To give one example, there were so many unknowns when the pandemic began to spread. We didn’t know how long it would last or how it would impact various areas of our business. But we did know we were in a robust financial situation with a diversified business model and the right people, processes, and technology in place to get us through any number of scenarios. And we knew that we would stay true to who we are as a company, no matter the circumstances. We’ve shown remarkable agility, resilience, and integrity by keeping our eye on those guideposts.


Leading into the U.S. presidential election, we didn’t know who the next president would be, their priorities or the makeup of Congress, or how those variables would influence the future of our company and our industry. But when you look at it, we have proactively worked with elected officials from every major party in the U.S. over our 140-year history. As a global company, we also work closely with the governments of every nation in which we operate. Our enterprise strategy and core values remain the same, and we’ll continue to help influence key issues that affect our business and customers—such as trade, tax, economic recovery, financial security, and social equality.

What is something you are called on to do regularly that falls outside your comfort zone, and how do you gear up to excel despite not necessarily being in your element?

Being comfortable at the helm of a global company is all about the power of the network. We’re in a highly regulated industry, serving customers in more than 80 nations and territories, in an environment where technology is evolving by the minute, with products in retirement and long-term savings, insurance, and asset management. A person could work at Principal for 370 years, much less 37, and still be learning.

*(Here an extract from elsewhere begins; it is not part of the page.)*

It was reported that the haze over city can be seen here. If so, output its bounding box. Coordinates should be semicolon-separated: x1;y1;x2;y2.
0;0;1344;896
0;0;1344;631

You have to accept that you can’t know everything, you can’t do everything yourself, and surround yourself with a team of smart and trustworthy people. I’m fortunate to work with some truly incredible leaders, and I rely heavily on our Executive Management Group to make critical decisions for the organization both in the good times and during times of crisis. Every member of the executive team plays a critical role in the development and execution of strategy, and every member has their own team that they rely on. We’re all here for each other, and frankly, nobody would get very far on their own. 

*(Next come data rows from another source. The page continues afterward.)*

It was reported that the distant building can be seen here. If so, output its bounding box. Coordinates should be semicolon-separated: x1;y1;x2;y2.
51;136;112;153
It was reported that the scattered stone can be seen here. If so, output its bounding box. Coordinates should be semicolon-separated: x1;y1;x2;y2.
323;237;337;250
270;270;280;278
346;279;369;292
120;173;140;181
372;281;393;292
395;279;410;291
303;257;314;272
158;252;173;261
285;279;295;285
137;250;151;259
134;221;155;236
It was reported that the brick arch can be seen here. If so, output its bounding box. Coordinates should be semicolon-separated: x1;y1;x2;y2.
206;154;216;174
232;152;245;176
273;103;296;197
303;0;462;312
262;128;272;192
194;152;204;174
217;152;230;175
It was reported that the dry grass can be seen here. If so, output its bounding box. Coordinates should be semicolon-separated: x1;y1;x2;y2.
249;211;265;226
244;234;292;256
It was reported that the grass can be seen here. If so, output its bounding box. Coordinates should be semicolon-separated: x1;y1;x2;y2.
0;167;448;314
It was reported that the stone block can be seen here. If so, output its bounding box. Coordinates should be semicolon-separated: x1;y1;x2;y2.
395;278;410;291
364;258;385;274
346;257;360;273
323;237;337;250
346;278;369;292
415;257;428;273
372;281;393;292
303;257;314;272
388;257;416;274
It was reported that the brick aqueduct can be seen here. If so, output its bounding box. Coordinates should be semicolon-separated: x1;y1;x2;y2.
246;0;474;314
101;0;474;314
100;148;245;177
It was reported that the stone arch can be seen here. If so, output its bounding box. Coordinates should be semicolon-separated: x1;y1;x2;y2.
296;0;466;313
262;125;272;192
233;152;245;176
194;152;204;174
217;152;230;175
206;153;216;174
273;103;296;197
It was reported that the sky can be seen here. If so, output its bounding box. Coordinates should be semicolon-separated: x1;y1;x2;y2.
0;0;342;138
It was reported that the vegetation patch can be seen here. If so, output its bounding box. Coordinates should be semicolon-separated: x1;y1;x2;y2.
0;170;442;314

Striving for constant improvement is a hallmark trait of successful leaders. What is a professional area of development that you’re working on? What resources do you turn to again and again to help you grow?

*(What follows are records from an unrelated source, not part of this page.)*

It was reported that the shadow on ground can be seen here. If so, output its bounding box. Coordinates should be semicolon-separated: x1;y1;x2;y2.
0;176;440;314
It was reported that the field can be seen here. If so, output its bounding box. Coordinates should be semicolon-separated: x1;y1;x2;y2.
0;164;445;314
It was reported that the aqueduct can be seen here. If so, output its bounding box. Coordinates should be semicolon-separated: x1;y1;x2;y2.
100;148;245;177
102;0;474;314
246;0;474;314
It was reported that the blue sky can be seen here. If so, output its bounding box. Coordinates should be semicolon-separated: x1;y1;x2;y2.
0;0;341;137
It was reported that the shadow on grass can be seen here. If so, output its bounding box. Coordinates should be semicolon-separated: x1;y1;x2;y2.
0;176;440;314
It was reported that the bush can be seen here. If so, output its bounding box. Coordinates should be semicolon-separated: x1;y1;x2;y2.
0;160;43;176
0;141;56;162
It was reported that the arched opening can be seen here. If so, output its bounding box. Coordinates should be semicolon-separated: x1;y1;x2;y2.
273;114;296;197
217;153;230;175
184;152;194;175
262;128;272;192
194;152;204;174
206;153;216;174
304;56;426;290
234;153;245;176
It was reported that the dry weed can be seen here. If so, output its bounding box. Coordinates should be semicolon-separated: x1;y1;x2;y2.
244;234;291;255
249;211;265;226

I’m always trying to develop as a more inclusive servant leader. Collaboration is key to our continued success, and I strongly believe we are more innovative as individuals and as an organization when we expose ourselves to diverse perspectives, skills, and beliefs. Fortunately, Principal has always been committed to diversity, and we have a strong track record—especially when it comes to gender diversity in senior leadership. But we all have blind spots individually and areas where we can improve as an organization. Our executive and senior leadership teams are full of people with diverse experiences and perspectives, and they serve as invaluable resources. They’re the ones to whom I turn again and again.

I also believe in the power of coalitions to create change: this year, I joined CEO Action for Diversity & Inclusion, a CEO-driven commitment to advance diversity and inclusion in the workplace, and as chair of the American Council of Life Insurers, I supported the development of an Economic Empowerment and Racial Equality initiative. Meanwhile, our Global Inclusion Team has been doing a wonderful job with mentorship programming, unconscious bias training, and other formal and informal resources to help our entire organization be more broadly inclusive and better understand our diverse global customer base.